Prima di Sinner, Djokovic o Alcaraz, e dell’avvento del fascino esercitato da Wimbledon su decine di migliaia di sportivi e appassioni da tutto il mondo, fu un bresciano a mettere per iscritto le regole del tennis.
Sabato 23 maggio, alle 16, il MuSa - Museo di Salò ospiterà l'incontro «Il Giuoco della palla di Antonio Scaino da Salò. Lo sport come attività formativa ed educativa», un appuntamento che unisce storia locale e cultura sportiva.
Il salodiano Antonio Scaino
Al centro dell'evento «Il Giuoco della palla di Antonio Scaino da Salò. Lo sport come attività formativa ed educativa» c’è la figura di Antonio Scaino (1524 – 1612), nato a Salò l’8 ottobre 1524 da una nobile e facoltosa famiglia. Sacerdote di osservanza agostiniana, giovanissimo, intraprese un percorso che lo condusse a Ferrara dove, oltre la seconda metà degli anni Cinquanta, entrò in contatto con il giovane principe Alfonso d’Este. E fu proprio ad Alfonso che Scaino dedicò il «Trattato del giuoco della palla», la prima opera in assoluto dedicata a stabilire le norme del tennis. Il testo non si limitava a definire i punteggi, ma indicava anche le misure ideali dei campi e i materiali da utilizzare.

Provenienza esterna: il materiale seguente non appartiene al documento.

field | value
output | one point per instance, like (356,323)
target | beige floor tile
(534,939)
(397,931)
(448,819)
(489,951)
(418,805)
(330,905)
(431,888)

Durante l'incontro al MuSa, interverranno Pierangelo Goffi (Università Cattolica) e Stefano Grismondi (esperto in scienze dell'esercizio) e insieme, approfondiranno il valore educativo e inclusivo dello sport, partendo proprio dalle intuizioni del teologo salodiano.
Il trattato
Per tutto il pomeriggio dell’incontro, al Musa sarà eccezionalmente esposto un esemplare della prima ed unica edizione de «Il Trattato del giuoco della palla» proveniente dalla Biblioteca Carlo Viganò dell’Università Cattolica del Sacro Cuore di Brescia. Il volume è composto da tre sezioni: la prima composta da 54 brevi capitoli sulle regole generali del gioco, la seconda, in 72 capitoli, tratta la natura del gioco, mentre i 9 capitoli della terza elogiano l’esercizio fisico per la salute di corpo e mente.
La mostra e la sala immersiva
L’incontro, organizzato nel contesto delle celebrazioni per il sesto centenario della «Magnifica Patria», è anche l’occasione per visitare la mostra dossier che al MuSa raduna documenti, mappe, volumi e materiali provenienti dall’Archivio Storico di Salò. Accanto, la sala immersiva allestita fino al 4 ottobre 2026 offre un viaggio virtuale attraverso il periodo di massimo splendore della comunità durante il dominio della Repubblica di Venezia.